Green, 27, was killed on Nov. 18, 2006, while standing atop the double-decker bus. His head struck an overpass on Iowa Street, as the bus was driving toward Memorial Stadium for a football game between Kansas University and Kansas State University.
His widow, Samantha Green, sued Briggs Auto Group, claiming the Manhattan automobile dealership put an unsafe vehicle on the road.
The trial boiled down to whether jurors believed the defendant’s assertion that Briggs gave a 1988 yellow school bus away as a gift in August 2003, well before any modifications were made. Ultimately, the jurors did believe the defendant.
“We do feel vindicated that we did give away a yellow school bus and had nothing to do with that after we gave the school bus away,” Johnson said. “Since the beginning of the trial, our name has been dragged through the mud, and at some point in time you need to stand up and fight for what you believe. We didn’t do anything wrong, and Russ Briggs has always stood up for what he believes. If we thought we had done something wrong, then we’d just admit to it.”
The plaintiff argued the vehicle was not a gift.

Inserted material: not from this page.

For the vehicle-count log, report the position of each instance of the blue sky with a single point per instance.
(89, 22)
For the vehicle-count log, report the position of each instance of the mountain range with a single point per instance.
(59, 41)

James Thompson, attorney for Samantha Green, claimed the evidence showed the bus was sold to Manhattan attorney Robert Pottroff for $1,000 and that the transfer of ownership didn’t occur until February 2005, after the bus had already been painted purple and the upper deck had been added.
Attorneys for both sides made their closing arguments Tuesday morning.
“On Nov. 18, 2006, a defective bus took its first life,” Thompson told jurors. “The clock ran out on the Cat Tracker. It was a vehicle that had been in operation since the early ’90s. It wasn’t used any differently on Nov. 18, 2006, than it was used time and time and time again before that.”
Thompson said there should be little doubt in the jurors’ minds that the Cat Tracker should not have been on the road and that it was Briggs’ responsibility to keep that from happening.
“Sellers of vehicles have an obligation to protect the public,” Thompson said. “Dangerous vehicles should not be on our streets.”
Thompson claimed Briggs Auto Group falsified documents before being called in for a deposition in April 2008 to make the sales transaction appear to be a donation.
“Their explanations and excuses make no sense,” Thompson said. “With 30-plus years in the business, why is this so difficult to get right? They give cars away to seniors at Manhattan High School. ... Cash changed hands here.”
But Terry Iles, attorney for Briggs Auto Group, said five witnesses testified that the bus was given away on Aug. 17, 2003, as a 50th birthday present to Pottroff.
“He took possession of the gift that day,” Iles said. “Counsel would have you believe that this was a sale. These documents are all over the place and Briggs knows that. If they truly wanted to mislead somebody, wouldn’t they have dated them Aug. 17, 2003?”
Iles also asked jurors to look at the personal responsibility of everyone involved in the accident, from the driver of the bus to John Green himself.
“He controlled his destiny,” Iles said. “They all knew how high they were, and they all agreed to pay attention ... They knew it was dangerous, and they voluntarily elected to stay up on that bus.”
Only 10 of the 12 jurors needed to agree in order to reach a verdict in the case. Jurors deliberated for just over three hours before returning with the verdict before 3 p.m. Tuesday.
Nearly a dozen other defendants previously settled with the plaintiff. The details of those settlements remain sealed.